The nitwits rammed the sofa into the bookshelf and down came Lempi. I made light of it of course, but I was broken hearted to see the pieces lying around. I managed to put it mostly back together, but this object carries a lot of symbolism in our house. The sound of Lempi plunging around came to be regarded as a good thing. It meant plentiful crops and a prosperous year, or at the very least a few days less of parental aggravation.

And I think Lempi brought herself to mind because the wife of my bosom is hundreds of miles far away tonight, helping her father move house.

All about Finnish Comics, in English.

Helvetista from Finnish publisher LIKE was our first foreign edition of the mighty work, appearing in five volumes from 1994-'97. I presume that's what the award was for.
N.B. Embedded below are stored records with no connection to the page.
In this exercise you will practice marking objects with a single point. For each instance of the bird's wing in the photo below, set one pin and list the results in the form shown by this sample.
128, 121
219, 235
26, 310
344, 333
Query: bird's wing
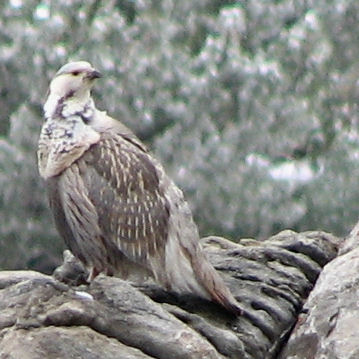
124, 186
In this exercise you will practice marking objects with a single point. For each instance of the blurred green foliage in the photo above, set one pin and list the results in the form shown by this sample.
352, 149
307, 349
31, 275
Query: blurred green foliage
250, 105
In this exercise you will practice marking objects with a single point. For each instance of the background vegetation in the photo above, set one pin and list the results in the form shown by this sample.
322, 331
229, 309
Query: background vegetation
251, 106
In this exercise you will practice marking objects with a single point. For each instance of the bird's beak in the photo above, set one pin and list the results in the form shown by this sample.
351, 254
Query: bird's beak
94, 75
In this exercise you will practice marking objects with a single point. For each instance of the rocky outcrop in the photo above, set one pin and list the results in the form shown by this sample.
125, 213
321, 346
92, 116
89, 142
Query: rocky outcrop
329, 325
43, 317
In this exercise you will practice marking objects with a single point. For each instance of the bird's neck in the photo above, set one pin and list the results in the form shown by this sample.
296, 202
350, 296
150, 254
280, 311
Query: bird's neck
57, 106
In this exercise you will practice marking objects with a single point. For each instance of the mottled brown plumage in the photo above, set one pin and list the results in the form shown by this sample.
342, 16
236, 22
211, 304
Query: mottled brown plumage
112, 202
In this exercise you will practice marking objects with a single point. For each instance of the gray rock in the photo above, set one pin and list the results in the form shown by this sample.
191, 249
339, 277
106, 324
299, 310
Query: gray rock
43, 317
329, 326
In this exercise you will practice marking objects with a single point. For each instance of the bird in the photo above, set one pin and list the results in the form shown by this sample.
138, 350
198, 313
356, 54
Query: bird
112, 202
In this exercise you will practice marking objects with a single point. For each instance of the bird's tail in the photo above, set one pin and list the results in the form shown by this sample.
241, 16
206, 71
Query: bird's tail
213, 283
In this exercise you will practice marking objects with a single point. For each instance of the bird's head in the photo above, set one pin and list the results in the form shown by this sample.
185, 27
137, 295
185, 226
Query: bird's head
75, 79
71, 86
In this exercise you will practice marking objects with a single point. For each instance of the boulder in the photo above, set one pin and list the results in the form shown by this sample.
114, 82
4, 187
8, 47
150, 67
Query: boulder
58, 316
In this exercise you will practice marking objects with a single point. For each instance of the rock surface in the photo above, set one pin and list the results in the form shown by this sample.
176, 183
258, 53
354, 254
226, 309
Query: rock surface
42, 317
329, 326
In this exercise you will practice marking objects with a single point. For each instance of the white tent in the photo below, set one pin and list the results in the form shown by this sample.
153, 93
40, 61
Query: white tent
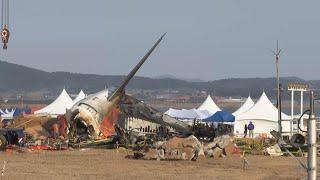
8, 114
245, 107
80, 96
209, 105
203, 114
58, 106
264, 116
182, 114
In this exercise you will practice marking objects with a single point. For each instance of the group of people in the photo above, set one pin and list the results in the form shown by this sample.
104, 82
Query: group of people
249, 127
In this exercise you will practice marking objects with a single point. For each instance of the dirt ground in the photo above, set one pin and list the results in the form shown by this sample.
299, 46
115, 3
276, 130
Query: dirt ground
110, 164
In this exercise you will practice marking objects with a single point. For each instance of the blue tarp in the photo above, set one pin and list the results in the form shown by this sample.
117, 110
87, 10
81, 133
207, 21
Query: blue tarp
221, 116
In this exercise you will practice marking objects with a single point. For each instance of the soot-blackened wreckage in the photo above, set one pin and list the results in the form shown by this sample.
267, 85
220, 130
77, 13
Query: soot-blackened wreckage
95, 116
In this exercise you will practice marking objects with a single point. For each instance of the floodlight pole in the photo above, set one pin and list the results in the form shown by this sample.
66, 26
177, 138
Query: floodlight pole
312, 142
277, 54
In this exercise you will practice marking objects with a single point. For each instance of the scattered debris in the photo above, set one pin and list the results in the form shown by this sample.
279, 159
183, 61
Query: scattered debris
274, 150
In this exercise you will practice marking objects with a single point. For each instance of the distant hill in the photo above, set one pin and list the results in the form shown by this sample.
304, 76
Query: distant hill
16, 78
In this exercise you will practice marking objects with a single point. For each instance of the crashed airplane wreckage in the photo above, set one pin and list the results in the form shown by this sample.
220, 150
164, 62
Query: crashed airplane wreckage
96, 120
94, 117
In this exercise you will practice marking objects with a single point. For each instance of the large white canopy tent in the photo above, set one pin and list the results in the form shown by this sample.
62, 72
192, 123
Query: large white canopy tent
209, 105
58, 106
245, 107
264, 116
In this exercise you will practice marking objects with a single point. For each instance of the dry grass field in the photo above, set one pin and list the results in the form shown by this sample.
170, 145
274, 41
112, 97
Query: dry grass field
110, 164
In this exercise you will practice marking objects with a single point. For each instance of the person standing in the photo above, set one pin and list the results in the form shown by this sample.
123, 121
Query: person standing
251, 128
245, 131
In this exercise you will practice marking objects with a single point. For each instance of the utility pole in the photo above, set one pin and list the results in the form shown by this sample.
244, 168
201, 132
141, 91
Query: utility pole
277, 54
312, 141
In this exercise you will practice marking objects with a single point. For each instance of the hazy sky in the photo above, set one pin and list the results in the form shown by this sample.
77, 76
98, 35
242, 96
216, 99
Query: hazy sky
205, 39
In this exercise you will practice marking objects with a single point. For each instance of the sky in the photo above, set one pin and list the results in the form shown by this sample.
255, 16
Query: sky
206, 39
And a big hi! to Ilpo who brought me out for that show in Finland way back in 2001. I have a fond recollection of singing Fred Astaire songs with the mayor in the middle of the main street at two in the morning. It was just starting to get dark. Funny place, Finland.


Sunday 10 June 2007

covers-Eyeball kid: One man Show

When I made the simple black line drawing above (1) I wouldn't have intended to use it for the finished cover. It looks like the sort of character-sketch that artists do at conventions. But the reason I know it wasn't intended for the finished cover is that it's drawn 'same size'. I would always (at least up till this time) draw finished art at 'A3' size, which is the biggest size that will fit in regular photocopiers, and more importantly, in a regular Fedex box. Go bigger than that and you're making problems for yourself. Reduction from there to comic book size is about 63%. I recall my fellow cartoonist Glenn Dakin once explaining for the young 'uns on a letters page the arithmetical formulas for scaling artwork up and down, at the end of which he wrote "Or you can just be like us; get a comicbook and draw round it." So, never mind your specially blue-line printed art boards, for the solicitation and preview art I would always just grab the nearest comic book, usually last month's issue of Bacchus, and draw round it with a pencil. I coloured it with pantone markers, and then to fix some misjudgement I introduced gouache on top of that.
MIck Evans ran with that and made up a rudimentary cover that we used for promotion, but it wasn't quite coming together (2), with too much of a candy box look about it. At this stage I probably thought I was still going to have to get my head down and do a painting, as I'd done on the previous volumes. However Mick took it away and injected the kind of energy it needed (3).
linkety split:
I'm interviewed at Wizard. It's a phone chat where the interviewer, Kiel Phegley must have had his work cut out compiling my jostling monologues into regular sentences. At the end of it I reveal some new info about The Amazing Remarkable Mr Leotard.
Brian Talbot's Alice In Sunderland reviewed in the Guardian (link via ben Smith)
Allan Holtz shows two more 1906 Herriman political cartoons from the LA Examiner. he is doing us a great service here. I hope you appreciate it.

Canadian Prime Minister doesn't want to meet Bono.
HEILIGENDAMM, Germany (Reuters) "I've got to say that meeting celebrities isn't kind of my shtick, that was the shtick of the previous guy," said Harper in a dig at his Liberal predecessor Paul Martin, who met Bono regularly."